The angiotensin AT(1) and AT(2) receptors have been cloned and characterised. Both are members of the serpentine receptor superfamily coupled to G proteins, but there is only 32% homology between the AT(1) and AT(2) receptors. The typical pharmacological features of AT(1) receptors are their selective affinity for biphenylimidazoles (typified by losartan) and their insensitivity to tetrahydroimidazo-pyridine (such as PD123319). In contrast, the AT(2) receptor has the opposite sensitivity for these two ligands. Genes located on chromosome 3 and X, respectively, encode the human AT(1) and AT(2) receptors. The signalling pathways of AT(1) and AT(2) are totally different. In addition to the classical signal transduction mechanisms (phospholipases C, D, A, voltage-dependent calcium channels and adenylate cyclase), the AT(1) receptor stimulates the phosphorylation of several tyrosine-containing proteins such as Jak 2, Stat 1 and mitogen-activated protein kinases.

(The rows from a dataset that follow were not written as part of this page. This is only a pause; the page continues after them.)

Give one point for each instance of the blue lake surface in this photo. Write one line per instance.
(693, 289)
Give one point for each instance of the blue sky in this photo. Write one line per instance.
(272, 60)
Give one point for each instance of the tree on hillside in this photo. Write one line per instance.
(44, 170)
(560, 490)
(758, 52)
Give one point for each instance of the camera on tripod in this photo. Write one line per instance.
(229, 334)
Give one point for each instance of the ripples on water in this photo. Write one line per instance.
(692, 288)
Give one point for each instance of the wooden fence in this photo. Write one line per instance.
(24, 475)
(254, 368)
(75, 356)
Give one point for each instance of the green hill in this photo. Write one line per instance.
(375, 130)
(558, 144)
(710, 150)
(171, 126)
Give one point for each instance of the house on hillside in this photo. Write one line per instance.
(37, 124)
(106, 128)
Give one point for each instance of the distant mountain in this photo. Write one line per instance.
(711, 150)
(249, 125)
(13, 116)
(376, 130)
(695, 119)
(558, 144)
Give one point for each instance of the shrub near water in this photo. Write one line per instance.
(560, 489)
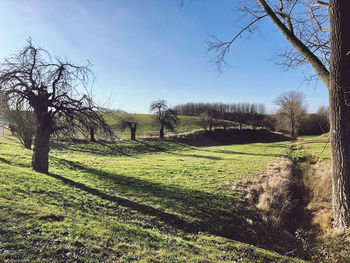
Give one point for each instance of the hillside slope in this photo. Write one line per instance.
(148, 127)
(151, 201)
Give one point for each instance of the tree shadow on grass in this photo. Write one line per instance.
(220, 214)
(125, 148)
(144, 209)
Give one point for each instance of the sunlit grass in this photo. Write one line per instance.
(111, 202)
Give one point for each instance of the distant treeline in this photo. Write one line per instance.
(253, 114)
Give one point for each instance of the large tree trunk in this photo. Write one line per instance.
(340, 110)
(92, 135)
(40, 159)
(133, 134)
(161, 132)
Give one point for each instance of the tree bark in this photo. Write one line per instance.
(92, 135)
(40, 159)
(161, 132)
(133, 134)
(309, 56)
(340, 110)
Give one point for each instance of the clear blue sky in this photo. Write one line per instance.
(142, 50)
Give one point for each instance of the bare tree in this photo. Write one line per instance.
(165, 117)
(20, 120)
(129, 121)
(56, 90)
(292, 108)
(209, 119)
(318, 34)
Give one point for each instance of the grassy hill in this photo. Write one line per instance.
(147, 201)
(148, 127)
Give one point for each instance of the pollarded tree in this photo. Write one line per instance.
(129, 121)
(165, 117)
(318, 34)
(57, 92)
(292, 108)
(20, 120)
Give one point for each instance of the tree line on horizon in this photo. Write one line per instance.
(291, 117)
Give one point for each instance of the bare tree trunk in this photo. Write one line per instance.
(92, 135)
(161, 132)
(40, 159)
(340, 111)
(133, 133)
(28, 143)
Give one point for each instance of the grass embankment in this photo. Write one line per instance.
(151, 201)
(149, 128)
(326, 245)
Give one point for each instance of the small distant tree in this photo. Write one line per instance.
(56, 90)
(131, 123)
(270, 122)
(207, 119)
(164, 116)
(292, 108)
(21, 121)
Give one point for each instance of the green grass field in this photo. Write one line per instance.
(318, 146)
(149, 128)
(150, 201)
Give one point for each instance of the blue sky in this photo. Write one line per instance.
(143, 50)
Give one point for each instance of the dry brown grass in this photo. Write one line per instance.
(276, 193)
(318, 183)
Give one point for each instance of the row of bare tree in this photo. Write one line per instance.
(253, 114)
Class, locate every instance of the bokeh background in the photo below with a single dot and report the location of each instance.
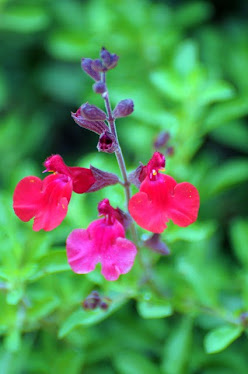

It also activates the nicotinamide adenine dinucleotide phosphate (NADPH) oxidase. The AT(1) receptor is responsible for the majority of the effects of angiotensin II: vasoconstriction, sodium re-absorption, cell proliferation, extracellular matrix formation, inflammatory response and oxidative stress. The AT(2) receptor is expressed abundantly in fetal tissues but at low density in adults. It is, however, upregulated in various pathological circumstances such as heart failure. In contrast to the AT(1) receptor, the signalling pathway of the AT(2) receptor does not induce an increase in inositol triphosphate and diacylglycerate formation with calcium mobilisation. Activation of the AT(2) receptor stimulates an intracellular mechanism involving various Tyr (tyrosine) and Ser (serine)/Thr (threonine) phosphatases, nitric oxide/cyclic guanosine monophosphate (cGMP) and phospholipase A(2). The effect of the AT(2) receptor counterbalances that of the AT(1) receptor: inactivation of mitogen-activated protein kinase (MAP), antiproliferation, promotion of apoptosis, opening of delayed-rectifier K+ channels, closing of T-type Ca2+ channels, stimulation of nerve differentiation and regeneration. It has been hypothesised that stimulation of the AT(2) receptor is part of the mechanism of action of the AT(1) receptor antagonists.